The capital city is Malé, located on the southern edge of the Kaafu Atoll. Originally, this was where the kings lived and was called Mahal. After the monarchy was dismantled in 1968, the city was completely rebuilt, and only the Friday Mosque remains as a remnant of that time. Having a population of only 153,000, Malé is also one of the world’s densest cities with about 46,320 people per square mile. (In comparison, my city of Indianapolis has only 457 people per sq mi. New York City comes in at 26,403 people per sq mi.) 

Much of their ancient economy was based on the sea, mostly in the form of cowry shells, coir rope (pronounced “coy-yer”; made from fibers of coconut), and tuna. The cowry shells actually used to serve as a currency of sorts. Today, tourism serves as the country’s largest industry, followed by fishing. The 2004 tsunami took quite a toll on its economy and its government. For the first time, the government levied taxes on goods in 2008. They also implemented certain social programs and a sovereign wealth fund from the tourism dollars. The sovereign wealth fund is essentially a fund intended to purchase land elsewhere in case they have to move due to rising sea levels. 

The dominant religion in the Maldives is Islam, and more specifically, Sunni Islam. Buddhism was once the major religion of the area before the 12th century, and much of the artifacts left over have been housed as museum exhibits. However, a few years ago Islamic extremists launched an attack on Malé’s National Museum and destroyed much of the artifacts in the pre-Islamic areas, leaving only two or three pieces that might be able to be repaired. Today, it’s a fairly conservative country strongly adhering to Islamic law; no other religions are allowed. Freedom of the press is at a minimum, and the government will often side with religious law over secular law. There is absolutely no alcohol, pornography, or homosexuality. 

The official language is Dhivehi, a relative of Sinhalese and part of the Indo-Aryan language family. It’s used several scripts over the past centuries and currently uses the Thaana script, which is read from right to left. This script is pretty much only used for the Dhevahi language and is roughly based on an Arabic script. Because of its history with Britain, English is also widely understood and often used in the government, education, and in commerce. The word “atoll” is said to be the only word in English derived from a Dhevahi word. 

The sea is highly integrated into the Maldivian culture.
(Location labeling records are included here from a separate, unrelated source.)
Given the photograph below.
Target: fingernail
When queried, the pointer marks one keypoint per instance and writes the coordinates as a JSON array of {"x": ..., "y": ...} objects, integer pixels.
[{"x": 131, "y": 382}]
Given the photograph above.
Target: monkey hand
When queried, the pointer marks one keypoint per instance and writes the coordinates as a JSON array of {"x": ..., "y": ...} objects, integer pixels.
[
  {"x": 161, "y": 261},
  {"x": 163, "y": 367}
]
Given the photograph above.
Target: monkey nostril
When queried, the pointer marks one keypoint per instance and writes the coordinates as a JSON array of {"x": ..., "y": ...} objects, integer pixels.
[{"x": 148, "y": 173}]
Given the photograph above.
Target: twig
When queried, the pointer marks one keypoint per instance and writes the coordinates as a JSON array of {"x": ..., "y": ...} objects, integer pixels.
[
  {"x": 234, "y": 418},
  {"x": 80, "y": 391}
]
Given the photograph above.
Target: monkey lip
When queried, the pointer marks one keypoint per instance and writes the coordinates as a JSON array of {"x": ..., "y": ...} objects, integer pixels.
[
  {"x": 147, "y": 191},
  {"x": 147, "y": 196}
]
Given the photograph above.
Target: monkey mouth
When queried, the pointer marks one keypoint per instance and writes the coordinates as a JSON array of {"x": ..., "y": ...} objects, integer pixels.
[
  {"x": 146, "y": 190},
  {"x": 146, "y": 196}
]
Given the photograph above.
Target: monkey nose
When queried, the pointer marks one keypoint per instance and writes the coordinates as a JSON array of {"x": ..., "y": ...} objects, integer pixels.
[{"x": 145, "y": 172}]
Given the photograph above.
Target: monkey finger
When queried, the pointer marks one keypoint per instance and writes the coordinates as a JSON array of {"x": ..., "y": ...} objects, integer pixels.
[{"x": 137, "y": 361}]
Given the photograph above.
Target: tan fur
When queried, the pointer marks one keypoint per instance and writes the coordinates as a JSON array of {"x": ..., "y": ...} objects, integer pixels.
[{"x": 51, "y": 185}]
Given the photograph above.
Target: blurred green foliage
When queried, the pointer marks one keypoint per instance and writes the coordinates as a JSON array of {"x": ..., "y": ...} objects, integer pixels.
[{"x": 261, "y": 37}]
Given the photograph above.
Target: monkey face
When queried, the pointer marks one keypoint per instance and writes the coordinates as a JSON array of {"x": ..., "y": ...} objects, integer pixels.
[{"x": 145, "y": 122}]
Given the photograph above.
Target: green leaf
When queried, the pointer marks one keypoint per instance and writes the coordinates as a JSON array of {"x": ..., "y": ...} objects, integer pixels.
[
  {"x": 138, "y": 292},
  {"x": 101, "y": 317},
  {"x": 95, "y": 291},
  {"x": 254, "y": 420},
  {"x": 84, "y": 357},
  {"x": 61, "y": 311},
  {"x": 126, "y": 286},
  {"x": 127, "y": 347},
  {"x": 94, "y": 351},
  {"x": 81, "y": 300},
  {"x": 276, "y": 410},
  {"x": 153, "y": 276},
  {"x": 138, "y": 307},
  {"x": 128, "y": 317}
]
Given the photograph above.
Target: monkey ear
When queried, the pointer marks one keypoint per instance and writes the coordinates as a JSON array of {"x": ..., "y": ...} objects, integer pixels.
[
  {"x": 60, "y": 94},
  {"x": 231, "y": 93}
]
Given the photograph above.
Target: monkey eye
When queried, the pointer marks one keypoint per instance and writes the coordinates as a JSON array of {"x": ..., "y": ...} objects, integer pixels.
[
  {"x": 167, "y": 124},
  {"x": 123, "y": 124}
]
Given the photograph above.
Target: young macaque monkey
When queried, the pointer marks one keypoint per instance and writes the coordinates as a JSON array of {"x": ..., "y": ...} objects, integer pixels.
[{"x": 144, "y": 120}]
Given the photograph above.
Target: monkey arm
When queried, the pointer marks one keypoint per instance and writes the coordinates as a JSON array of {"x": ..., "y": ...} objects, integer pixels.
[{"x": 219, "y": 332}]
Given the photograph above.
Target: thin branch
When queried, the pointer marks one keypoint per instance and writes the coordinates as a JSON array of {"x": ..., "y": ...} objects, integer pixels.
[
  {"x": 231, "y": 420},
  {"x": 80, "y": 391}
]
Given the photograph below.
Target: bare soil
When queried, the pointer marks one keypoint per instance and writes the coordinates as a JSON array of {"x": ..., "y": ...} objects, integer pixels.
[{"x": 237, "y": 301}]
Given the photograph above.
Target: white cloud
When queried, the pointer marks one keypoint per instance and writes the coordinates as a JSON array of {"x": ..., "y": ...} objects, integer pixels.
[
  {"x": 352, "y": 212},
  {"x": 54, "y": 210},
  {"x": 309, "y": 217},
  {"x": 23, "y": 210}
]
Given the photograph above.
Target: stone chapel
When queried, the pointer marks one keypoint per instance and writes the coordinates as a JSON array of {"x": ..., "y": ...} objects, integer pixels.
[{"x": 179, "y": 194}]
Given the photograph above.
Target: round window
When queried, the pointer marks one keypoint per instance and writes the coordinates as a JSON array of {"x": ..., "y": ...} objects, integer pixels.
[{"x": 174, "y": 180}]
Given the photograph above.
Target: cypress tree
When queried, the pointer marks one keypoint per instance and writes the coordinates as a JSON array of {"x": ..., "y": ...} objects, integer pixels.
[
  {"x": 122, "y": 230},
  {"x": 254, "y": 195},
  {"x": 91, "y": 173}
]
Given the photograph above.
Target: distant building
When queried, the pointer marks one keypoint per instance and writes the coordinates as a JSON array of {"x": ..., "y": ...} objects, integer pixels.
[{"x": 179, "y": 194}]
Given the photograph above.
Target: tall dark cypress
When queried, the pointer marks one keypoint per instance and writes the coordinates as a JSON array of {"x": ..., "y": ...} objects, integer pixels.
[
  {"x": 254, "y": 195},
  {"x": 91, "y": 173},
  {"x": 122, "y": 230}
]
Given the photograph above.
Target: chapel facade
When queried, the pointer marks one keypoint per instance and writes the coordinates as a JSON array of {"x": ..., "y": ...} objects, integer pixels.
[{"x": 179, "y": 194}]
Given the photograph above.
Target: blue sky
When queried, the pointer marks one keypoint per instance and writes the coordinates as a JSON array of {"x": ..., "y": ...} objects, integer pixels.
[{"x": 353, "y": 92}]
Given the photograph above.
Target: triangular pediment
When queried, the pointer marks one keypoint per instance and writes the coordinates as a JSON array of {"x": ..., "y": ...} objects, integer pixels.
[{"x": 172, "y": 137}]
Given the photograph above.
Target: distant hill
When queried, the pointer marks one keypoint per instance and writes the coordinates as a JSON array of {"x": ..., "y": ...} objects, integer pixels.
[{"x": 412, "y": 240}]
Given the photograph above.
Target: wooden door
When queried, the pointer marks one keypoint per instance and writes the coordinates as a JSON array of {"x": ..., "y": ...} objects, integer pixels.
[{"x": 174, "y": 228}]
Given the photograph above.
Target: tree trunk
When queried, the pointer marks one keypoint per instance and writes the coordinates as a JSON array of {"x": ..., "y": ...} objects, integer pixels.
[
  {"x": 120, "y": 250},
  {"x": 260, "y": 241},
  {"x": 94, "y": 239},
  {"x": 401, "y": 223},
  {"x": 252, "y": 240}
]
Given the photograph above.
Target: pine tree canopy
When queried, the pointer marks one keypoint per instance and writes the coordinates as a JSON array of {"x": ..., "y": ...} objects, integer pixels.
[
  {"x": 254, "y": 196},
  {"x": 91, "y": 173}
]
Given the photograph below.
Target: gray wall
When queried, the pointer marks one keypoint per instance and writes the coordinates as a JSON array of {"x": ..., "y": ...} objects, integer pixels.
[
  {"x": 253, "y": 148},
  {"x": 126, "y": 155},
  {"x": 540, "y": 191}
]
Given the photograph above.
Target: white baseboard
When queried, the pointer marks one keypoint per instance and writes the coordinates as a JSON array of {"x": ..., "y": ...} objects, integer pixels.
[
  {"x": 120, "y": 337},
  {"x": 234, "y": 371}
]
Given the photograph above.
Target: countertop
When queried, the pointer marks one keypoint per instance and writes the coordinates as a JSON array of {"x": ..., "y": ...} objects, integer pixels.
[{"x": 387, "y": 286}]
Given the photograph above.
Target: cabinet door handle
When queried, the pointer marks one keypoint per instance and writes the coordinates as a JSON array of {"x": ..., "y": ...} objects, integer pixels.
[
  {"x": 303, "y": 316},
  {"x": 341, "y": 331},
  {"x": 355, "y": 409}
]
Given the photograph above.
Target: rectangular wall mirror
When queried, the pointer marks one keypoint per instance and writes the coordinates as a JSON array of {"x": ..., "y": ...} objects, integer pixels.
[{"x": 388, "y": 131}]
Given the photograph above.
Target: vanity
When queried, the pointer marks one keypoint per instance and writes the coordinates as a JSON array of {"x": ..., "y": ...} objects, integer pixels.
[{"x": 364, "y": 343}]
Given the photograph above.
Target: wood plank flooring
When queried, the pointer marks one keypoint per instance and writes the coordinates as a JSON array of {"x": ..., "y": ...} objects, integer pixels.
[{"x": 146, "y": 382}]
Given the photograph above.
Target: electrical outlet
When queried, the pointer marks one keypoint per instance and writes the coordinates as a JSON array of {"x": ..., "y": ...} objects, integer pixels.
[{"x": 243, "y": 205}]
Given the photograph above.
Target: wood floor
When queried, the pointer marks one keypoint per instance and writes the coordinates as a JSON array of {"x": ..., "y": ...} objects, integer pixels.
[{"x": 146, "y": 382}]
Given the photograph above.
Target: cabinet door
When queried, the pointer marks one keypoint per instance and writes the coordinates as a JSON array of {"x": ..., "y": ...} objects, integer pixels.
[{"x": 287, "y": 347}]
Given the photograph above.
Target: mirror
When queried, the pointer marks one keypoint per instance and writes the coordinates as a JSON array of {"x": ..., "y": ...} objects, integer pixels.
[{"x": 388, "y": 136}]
It’s the lowest country in the world: the highest point is only 7’ 7” above sea level and is 99% water. Because of this, the country is worried about sinking into the sea with the rising sea levels from climate change becoming more and more inevitable. Countries like Kiribati and the Marshall Islands have already felt this impact. In fact, Maldivian officials held a Cabinet meeting underground in 2009 to raise awareness of the growing reality of climate change. All the climate change deniers should speak with the people from these countries. I would like to think it might change their minds, but it probably won’t. So, we better enjoy their culture now. Who knows if the islands will be around in another hundred years?